These are some of my favourite parts:
If there are minor bugs, ship it as soon you have the core scenarios nailed and ship the bug fixes to web gradually after that. The faster you get the user feedback the better.
Often on projects I've worked on we've taken the approach that bugs get worked on before new stories which makes sense in a way because it means that we are fixing problems quickly and keeping the quality of the application high.
In reality what often happens is that low priority bugs just end up not getting looked at but I like the fact that we can choose to make that an explicit approach rather than just allowing it to happen to us.
Prioritize your bugs (and even ignore some of them)
Just because you discover a bug in your product, doesn’t mean it’s time to panic. All software has bugs – it’s just a fact of life.

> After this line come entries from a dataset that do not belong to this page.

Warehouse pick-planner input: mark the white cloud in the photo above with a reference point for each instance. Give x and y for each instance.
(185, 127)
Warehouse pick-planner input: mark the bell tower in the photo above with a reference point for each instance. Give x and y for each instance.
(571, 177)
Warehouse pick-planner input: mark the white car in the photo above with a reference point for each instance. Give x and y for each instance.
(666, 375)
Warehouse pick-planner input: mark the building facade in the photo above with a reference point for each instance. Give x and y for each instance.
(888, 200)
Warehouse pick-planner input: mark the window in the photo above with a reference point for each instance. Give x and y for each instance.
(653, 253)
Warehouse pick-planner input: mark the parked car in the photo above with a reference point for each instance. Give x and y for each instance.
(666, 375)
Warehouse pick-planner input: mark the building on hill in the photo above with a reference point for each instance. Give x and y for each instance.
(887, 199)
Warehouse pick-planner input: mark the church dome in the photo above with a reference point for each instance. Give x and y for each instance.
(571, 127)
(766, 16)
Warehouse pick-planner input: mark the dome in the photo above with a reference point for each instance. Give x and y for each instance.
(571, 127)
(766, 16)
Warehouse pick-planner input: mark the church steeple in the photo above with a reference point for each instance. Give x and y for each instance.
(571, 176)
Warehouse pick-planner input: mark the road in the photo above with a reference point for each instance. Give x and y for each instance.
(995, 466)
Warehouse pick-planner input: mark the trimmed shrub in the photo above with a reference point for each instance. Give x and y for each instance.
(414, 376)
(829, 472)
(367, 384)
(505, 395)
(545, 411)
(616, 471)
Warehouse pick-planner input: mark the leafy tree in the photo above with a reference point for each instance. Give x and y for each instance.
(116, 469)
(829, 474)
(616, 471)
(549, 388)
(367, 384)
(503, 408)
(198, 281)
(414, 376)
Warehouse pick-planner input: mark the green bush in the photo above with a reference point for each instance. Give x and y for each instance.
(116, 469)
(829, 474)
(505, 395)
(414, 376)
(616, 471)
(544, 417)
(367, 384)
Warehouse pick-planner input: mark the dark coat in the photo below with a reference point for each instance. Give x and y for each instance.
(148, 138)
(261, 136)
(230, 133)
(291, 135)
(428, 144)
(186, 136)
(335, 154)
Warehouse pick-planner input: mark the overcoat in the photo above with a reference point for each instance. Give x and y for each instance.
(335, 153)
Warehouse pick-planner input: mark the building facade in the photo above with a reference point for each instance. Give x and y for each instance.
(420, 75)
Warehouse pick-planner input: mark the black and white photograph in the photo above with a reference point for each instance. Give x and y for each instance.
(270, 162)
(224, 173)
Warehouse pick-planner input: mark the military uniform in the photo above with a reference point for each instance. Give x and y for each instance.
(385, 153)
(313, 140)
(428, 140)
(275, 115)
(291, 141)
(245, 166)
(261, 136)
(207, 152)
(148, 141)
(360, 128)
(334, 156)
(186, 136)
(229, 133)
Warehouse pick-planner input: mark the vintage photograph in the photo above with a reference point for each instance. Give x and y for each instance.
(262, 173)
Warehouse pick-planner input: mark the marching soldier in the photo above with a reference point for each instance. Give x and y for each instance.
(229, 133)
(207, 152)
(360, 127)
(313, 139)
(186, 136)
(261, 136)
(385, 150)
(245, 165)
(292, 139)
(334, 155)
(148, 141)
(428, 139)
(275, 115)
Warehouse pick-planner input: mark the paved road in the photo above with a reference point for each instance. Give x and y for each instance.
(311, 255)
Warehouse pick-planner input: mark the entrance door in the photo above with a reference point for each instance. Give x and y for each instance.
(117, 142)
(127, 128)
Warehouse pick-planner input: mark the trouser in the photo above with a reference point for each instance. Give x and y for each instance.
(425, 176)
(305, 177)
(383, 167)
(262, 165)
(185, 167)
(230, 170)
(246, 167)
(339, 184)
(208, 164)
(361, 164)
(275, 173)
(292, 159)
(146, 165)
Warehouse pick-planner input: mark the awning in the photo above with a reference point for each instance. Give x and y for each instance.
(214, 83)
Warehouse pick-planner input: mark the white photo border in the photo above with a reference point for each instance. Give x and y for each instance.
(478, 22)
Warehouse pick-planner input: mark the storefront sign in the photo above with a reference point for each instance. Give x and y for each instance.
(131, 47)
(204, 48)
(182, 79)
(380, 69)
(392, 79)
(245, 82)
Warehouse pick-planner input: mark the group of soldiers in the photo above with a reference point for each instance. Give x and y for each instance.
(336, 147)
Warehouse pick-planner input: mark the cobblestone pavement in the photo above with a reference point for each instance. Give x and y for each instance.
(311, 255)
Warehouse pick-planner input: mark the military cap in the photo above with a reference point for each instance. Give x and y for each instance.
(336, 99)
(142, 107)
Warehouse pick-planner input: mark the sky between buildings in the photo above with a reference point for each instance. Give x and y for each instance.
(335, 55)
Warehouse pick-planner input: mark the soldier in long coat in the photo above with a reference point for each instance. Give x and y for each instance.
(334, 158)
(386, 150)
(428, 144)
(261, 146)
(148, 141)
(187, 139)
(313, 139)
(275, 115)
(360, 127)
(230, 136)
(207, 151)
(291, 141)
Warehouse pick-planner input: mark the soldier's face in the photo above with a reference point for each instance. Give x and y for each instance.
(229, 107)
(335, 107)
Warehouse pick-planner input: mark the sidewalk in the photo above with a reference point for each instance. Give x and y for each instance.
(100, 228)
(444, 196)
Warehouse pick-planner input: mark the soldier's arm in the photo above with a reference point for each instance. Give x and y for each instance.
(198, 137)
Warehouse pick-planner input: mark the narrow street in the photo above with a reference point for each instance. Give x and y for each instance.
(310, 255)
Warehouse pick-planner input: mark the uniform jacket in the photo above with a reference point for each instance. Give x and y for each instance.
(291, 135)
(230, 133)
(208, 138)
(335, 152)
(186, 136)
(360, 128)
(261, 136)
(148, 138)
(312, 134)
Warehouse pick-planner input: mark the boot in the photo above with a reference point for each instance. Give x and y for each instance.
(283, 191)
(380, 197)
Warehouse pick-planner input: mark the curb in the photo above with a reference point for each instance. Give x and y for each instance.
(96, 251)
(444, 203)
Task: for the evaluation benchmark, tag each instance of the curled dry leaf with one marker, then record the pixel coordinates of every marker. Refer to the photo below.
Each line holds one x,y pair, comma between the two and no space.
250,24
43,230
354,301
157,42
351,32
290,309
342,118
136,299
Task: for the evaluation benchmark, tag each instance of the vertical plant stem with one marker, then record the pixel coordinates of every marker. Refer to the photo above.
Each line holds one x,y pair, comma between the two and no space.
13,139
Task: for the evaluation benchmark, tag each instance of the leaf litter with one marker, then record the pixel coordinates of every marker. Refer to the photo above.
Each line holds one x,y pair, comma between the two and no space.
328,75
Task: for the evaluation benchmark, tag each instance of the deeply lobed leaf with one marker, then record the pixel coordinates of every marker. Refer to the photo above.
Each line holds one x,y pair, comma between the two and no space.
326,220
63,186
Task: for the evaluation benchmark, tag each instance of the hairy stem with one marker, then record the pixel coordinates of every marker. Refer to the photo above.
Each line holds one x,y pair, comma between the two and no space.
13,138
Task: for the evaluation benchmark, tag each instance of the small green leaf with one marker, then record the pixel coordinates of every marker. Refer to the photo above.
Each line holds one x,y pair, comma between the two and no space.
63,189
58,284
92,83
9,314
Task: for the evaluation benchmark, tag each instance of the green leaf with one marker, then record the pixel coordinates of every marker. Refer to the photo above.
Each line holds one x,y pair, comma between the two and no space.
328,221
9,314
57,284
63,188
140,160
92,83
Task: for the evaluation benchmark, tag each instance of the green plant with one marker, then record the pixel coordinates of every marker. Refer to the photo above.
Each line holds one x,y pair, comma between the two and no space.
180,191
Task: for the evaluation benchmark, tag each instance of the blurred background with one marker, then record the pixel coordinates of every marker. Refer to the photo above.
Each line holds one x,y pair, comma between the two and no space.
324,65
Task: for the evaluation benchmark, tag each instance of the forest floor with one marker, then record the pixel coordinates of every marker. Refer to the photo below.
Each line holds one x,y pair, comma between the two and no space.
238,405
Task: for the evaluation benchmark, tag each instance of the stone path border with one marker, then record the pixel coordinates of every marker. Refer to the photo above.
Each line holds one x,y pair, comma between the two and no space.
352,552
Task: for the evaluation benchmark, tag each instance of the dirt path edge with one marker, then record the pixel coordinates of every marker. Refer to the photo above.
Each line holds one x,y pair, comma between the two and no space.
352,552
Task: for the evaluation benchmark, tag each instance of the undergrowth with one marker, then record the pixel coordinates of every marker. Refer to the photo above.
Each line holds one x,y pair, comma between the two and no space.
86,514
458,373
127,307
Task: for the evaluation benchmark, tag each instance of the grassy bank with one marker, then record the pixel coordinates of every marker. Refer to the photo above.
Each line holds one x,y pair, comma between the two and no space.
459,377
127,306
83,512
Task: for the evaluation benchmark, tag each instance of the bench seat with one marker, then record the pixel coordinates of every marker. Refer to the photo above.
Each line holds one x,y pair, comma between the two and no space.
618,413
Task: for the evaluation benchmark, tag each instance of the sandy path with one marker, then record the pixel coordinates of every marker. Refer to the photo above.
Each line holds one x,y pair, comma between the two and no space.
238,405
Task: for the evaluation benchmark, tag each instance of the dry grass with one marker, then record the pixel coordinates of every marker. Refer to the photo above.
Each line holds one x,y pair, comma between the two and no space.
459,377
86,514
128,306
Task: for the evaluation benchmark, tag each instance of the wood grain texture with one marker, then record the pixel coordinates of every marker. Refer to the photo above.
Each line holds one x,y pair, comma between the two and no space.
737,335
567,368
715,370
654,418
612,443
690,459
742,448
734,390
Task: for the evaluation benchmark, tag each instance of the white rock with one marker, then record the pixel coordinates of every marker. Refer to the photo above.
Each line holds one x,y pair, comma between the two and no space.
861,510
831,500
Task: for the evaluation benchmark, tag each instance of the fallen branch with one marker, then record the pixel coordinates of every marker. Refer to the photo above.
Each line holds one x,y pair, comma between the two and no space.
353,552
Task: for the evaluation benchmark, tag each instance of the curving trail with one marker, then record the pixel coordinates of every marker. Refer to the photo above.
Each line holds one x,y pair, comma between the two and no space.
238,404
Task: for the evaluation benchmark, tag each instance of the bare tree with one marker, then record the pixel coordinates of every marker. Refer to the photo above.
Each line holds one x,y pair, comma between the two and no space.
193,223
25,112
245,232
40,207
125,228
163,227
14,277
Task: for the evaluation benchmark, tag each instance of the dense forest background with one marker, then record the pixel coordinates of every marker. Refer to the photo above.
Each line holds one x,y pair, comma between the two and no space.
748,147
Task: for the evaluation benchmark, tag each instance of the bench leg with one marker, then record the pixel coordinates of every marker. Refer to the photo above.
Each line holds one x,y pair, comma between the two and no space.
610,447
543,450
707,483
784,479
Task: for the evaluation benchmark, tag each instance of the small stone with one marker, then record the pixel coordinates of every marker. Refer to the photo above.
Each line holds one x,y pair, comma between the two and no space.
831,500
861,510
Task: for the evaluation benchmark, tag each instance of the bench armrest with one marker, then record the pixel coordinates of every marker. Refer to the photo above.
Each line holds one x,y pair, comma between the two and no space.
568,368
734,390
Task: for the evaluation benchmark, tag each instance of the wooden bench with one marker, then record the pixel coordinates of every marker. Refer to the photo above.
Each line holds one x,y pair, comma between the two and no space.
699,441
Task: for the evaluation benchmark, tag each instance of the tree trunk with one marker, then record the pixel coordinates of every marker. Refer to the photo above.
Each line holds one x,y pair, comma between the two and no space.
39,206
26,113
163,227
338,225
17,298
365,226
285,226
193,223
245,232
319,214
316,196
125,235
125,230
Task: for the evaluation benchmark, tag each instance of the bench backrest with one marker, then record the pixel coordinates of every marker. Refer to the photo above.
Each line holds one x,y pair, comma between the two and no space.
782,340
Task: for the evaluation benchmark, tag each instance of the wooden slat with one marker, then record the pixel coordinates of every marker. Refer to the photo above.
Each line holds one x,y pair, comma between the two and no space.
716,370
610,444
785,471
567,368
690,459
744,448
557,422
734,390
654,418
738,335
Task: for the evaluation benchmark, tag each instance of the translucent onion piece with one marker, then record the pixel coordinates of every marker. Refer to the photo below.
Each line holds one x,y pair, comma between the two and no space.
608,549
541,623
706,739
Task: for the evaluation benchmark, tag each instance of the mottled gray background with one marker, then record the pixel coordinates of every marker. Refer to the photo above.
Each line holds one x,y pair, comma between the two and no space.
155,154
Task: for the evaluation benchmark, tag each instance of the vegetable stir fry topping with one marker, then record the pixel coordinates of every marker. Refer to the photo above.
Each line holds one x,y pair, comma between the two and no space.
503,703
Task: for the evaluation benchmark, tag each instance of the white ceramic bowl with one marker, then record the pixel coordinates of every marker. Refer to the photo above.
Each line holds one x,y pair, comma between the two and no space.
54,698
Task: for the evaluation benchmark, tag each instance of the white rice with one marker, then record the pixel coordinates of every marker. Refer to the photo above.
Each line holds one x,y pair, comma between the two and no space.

I find it interesting that there might be more value in getting something out the door and then getting feedback on it rather than spending extra time perfecting it up front.
You have to figure out what’s really important. What’s going to make it into this initial release? This forces a constraint on you which will push you to make tough decisions instead of hemming and hawing.
From my experience a lot of times we end up implementing features just because that's what was agreed in the initial release plan and there is often a reluctance to change that even if a feature isn't really that useful anymore.
It becomes even more problematic if we get to the stage where it's not possible to deliver all the features promised in the remaining time so it certainly makes sense to me that in that situation we would look to focus on getting the absolutely essential things in first.
Sometimes the best way to know what your app should be is to know what it shouldn’t be. Figure out your app’s enemy and you’ll shine a light on where you need to go.
This seems to be a much better idea than just copying the ideas of your competitor which might seem the obvious thing to do if you're working in the same area.
The problem with that approach of course is that when you do copy you have no actual vision of what you're doing with your application anyway so you'll always be playing catch up.
There are a few parts of the book where the authors talk about keeping the application simple and then letting the users play with it:
The harder we tighten things down, the less room there is for a creative, emergent solution. Whether it’s locking down requirements before they are well understood or prematurely optimizing code, or inventing complex navigation and workflow scenarios before letting end users play with the system, the result is the same: an overly complicated, stupid system instead of a clean, elegant system that harnesses emergence.
Keep it small. Keep it simple. Let it happen.
Andrew Hunt, The Pragmatic Programmers
The users can then decide for us where we need to fill in more details:
Details reveal themselves as you use what you’re building. You’ll see what needs more attention. You’ll feel what’s missing. You’ll know which potholes to pave over because you’ll keep hitting them. That’s when you need to pay attention, not sooner.
In particular they suggest that focusing on very specific details about the page layout/colour/wording can be left until later because it will only serve to hinder forward progress if we concentrate on it too early.
You don’t have a scaling problem yet
“Will my app scale when millions of people start using it?”
Ya know what? Wait until that actually happens.
On several projects that I've worked on there often seems to be a desire to focus on performance and scaling an application very early on which seems wasteful when we could be focusing on actually building something that has so many users that we need to scale it later on. I think this advice is spot on.
A common theme throughout the book is that of writing less software to achieve our goals:
The best designers and the best programmers…are the ones that can determine what just doesn’t matter.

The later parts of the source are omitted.